Ingestion of crude extracts or tea formulations of Croton lechleri may cause mild nausea, bitter taste or diarrhea (Pona et al. 2019). The use of Dragon’s Blood as a healing agent in concentrations of 0.1% and concentrations of 0.001% caused negative effects on the reproductive tract of Wistar Rats, since it caused a decrease in the values of membrane integrity, acrosome, and cell viability of sperm (Schmuch et al. 2013). To test and evaluate the potential toxic, cytotoxic, and mutagenic/genotoxic of Croton lechleri, a test with Allium cepa was performed by diluting 0.5, 1.0, 2.0, and 2.5 mL of the extract in 250 mL of water, using root growth, mitotic index, and the presence of micronuclei as parameters. It was observed that all the concentrations used of Croton lechleri inhibited the root growth of the roots of Allium cepa, evidencing its toxic potential. There was also a decrease in the mitotic index, mainly at the concentration of 2.5 mL, indicating cytotoxicity. In addition to cytotoxicity, the mutagenic potential was observed through the high micronucleus index, showing that the “dragon’s sap” should be used with caution (De Almeida et al. 2019). In another study, to analyze long-term Dragon’s Blood toxicity, rabbits were administered Guangxi Dragon’s Blood at rates of 3.0 and 1.5 g/kg body weight, once a day for 90 days. It has been observed that the Dragon’s Blood did not cause changes in the animal’s pathological state, and had no significant effect on blood erythrocytes and leukocytes number, alanine aminotransferase, urea nitrogen, or weight. There was no functional damage to the liver or kidney. In the pathological examination under optical microscope, except for some expansion of the tiny blood vessel between myocardial cells, there was no damage to the liver, lungs, kidney, intestine or the adrenal glands, thus indicating that the use of Dragon’s Blood did not show toxic reactions (Fan et al. 2014).

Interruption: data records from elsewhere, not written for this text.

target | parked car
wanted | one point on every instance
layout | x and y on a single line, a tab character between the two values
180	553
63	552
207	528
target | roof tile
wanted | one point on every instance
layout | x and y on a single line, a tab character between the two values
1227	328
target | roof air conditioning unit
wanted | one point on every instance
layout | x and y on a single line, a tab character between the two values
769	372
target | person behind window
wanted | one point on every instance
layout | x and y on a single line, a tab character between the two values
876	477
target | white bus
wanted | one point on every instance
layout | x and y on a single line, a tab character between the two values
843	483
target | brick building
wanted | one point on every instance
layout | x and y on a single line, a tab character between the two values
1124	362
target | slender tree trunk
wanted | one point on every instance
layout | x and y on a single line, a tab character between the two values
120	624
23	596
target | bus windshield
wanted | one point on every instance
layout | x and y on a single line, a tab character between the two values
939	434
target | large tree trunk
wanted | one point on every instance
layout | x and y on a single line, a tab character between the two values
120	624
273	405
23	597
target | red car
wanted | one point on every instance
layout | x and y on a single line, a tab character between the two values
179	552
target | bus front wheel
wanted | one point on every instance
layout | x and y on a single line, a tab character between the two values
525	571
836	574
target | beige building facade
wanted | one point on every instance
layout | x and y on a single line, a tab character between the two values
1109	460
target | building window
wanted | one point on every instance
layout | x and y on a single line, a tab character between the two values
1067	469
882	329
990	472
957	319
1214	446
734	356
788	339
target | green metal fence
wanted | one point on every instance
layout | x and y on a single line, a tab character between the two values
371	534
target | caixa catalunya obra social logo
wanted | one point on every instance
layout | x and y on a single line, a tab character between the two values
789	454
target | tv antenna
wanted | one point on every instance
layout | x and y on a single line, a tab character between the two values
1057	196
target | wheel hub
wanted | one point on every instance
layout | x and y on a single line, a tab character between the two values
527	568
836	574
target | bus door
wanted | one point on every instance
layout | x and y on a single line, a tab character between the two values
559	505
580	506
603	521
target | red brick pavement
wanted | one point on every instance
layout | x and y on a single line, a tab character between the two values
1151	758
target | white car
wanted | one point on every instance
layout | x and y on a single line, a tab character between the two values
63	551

Application of nanotechnologies to plants’ extracts of nutraceutical interest (Daliu et al. 2019; Zielińska et al. 2019; Souto et al. 2020a; Durazzo et al. 2021a, b) represents a key issue, such as the preparation, characterization, and dissolution characteristics of Dragon’s Blood extract nanosuspensions (Wang et al. 2019); the silver nanoparticle’s synthesis by Dragon’s Blood resin ethanol extract and antiradiation activity (Wang et al. 2019); the assessment of bioreducing and stabilizing potential of Dragon's Blood resin extract in synthesis of silver containing nanoparticles (Hasan et al. 2015); surface-enhanced Raman scattering study of organic pigments using silver and gold nanoparticles prepared by pulsed laser ablation (Hasan et al. 2013; Fazio et al. 2013). Safety aspects and procedures should be taken into proper account in view of an optimal use of these techniques aimed to improve perspective applications of this important vegetal matrix (Zielińska et al. 2020; Souto et al. 2020b).

4 Conclusion

The latex of Croton lechleri or Dragon’s Blood, which is known to be used in the Amazonic region, has potential application in medicine in the treatment of many diseases. The resin offers huge potential, and studies are needed to improve the extraction, to purify the compounds isolated from Dragon’s Blood, and assess completely quality and control aspects. Also, the correct administration of Croton lechleri to ensure proper, safe, and responsible uses and applications should be investigated.